October 2nd, 2014
You can't simply purchase homeowner's insurance. The truth is, you actually have to apply and insurers can turn you down. Insurance companies will look at risk assessment indicators to determine if you're a safe bet - meaning they want to be sure you'll keep up with your payments and aren't likely to be sued.
Many new homeowners don't realize they're being graded when they go to buy homeowners insurance, and depending on their scores, they may get covered at a great price, a high price or not at all.
Certain factors will make you look like a big risk to insurers. Before you apply for homeowners insurance, you should be aware of these issues and if one or more of them apply to you, get ready for a higher price tag or a denial.
Your credit score affects almost everything - auto and home loans, credit limit and yes, insurance. If you have a poor credit score, generally under 600, which is what you need to qualify for a mortgage, you will likely face higher insurance costs compared to people with a higher score, according to RealtyToday.

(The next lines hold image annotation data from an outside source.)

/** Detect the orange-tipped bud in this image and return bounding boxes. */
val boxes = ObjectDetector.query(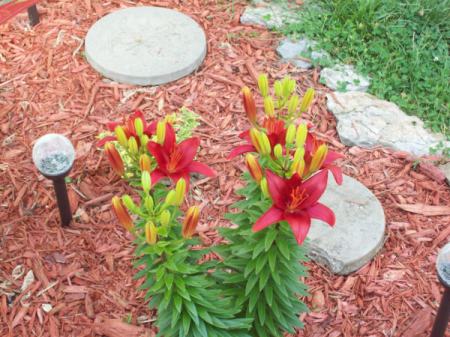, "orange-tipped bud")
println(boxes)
[139,154,152,173]
[309,144,328,174]
[181,206,200,239]
[112,196,134,232]
[242,87,256,124]
[245,153,263,184]
[105,142,125,176]
[144,221,158,245]
[300,88,314,113]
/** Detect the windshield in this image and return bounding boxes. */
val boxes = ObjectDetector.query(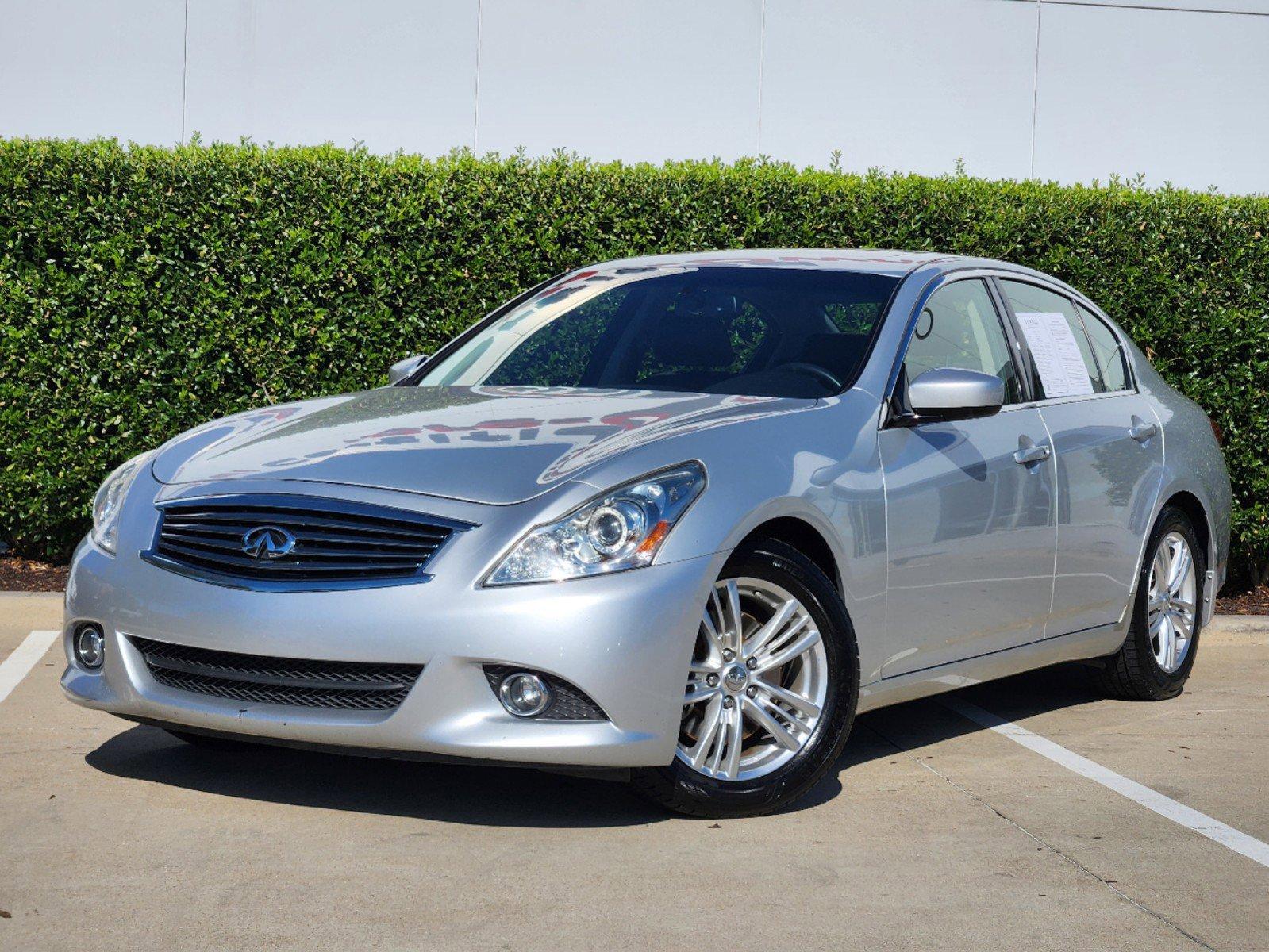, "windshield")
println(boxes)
[420,265,898,397]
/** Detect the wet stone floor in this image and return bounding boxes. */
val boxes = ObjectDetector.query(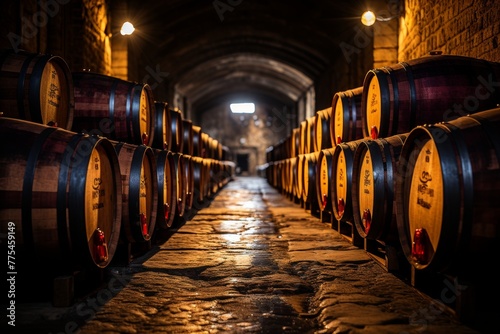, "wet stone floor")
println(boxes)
[10,177,480,334]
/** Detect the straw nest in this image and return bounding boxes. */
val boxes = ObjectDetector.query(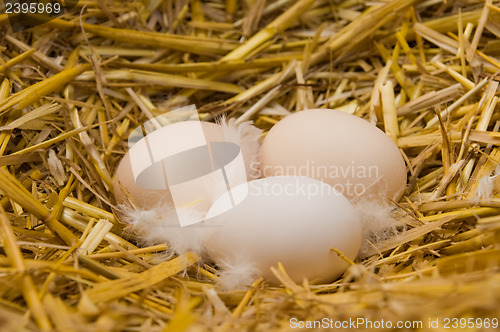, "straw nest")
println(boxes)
[0,0,500,331]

How much insurers take credit scores into consideration will differ by provider and state. Also, if you live in California, Maryland or Massachusetts, state law prohibits companies from making your credit score a factor.
Pools and trampolines
You probably didn't expect this, but if you bought a home with a pool or put a trampoline in your yard, you'll likely be charged more for home insurance compared to people without the luxuries, according to Zillow. Pools and trampolines are viewed as dangerous and increase your chance of being sued.
If you bought a house on the edge of a lake or river, know you increased your risk of damage in the eyes of your insurer. Not only do you live near a danger, you've put yourself at risk for flooding if the water rises. This increases your risk of legal issues and household damage, Zillow advised.
If you purchased an older home or didn't fix it up, you can expect higher premiums. What may be antique or vintage to you is probably old and likely to break to an insurance company. Your initial insurance coverage and price will take into account all of the outdated features of the home and the longer you take to upgrade, the longer you'll pay higher costs.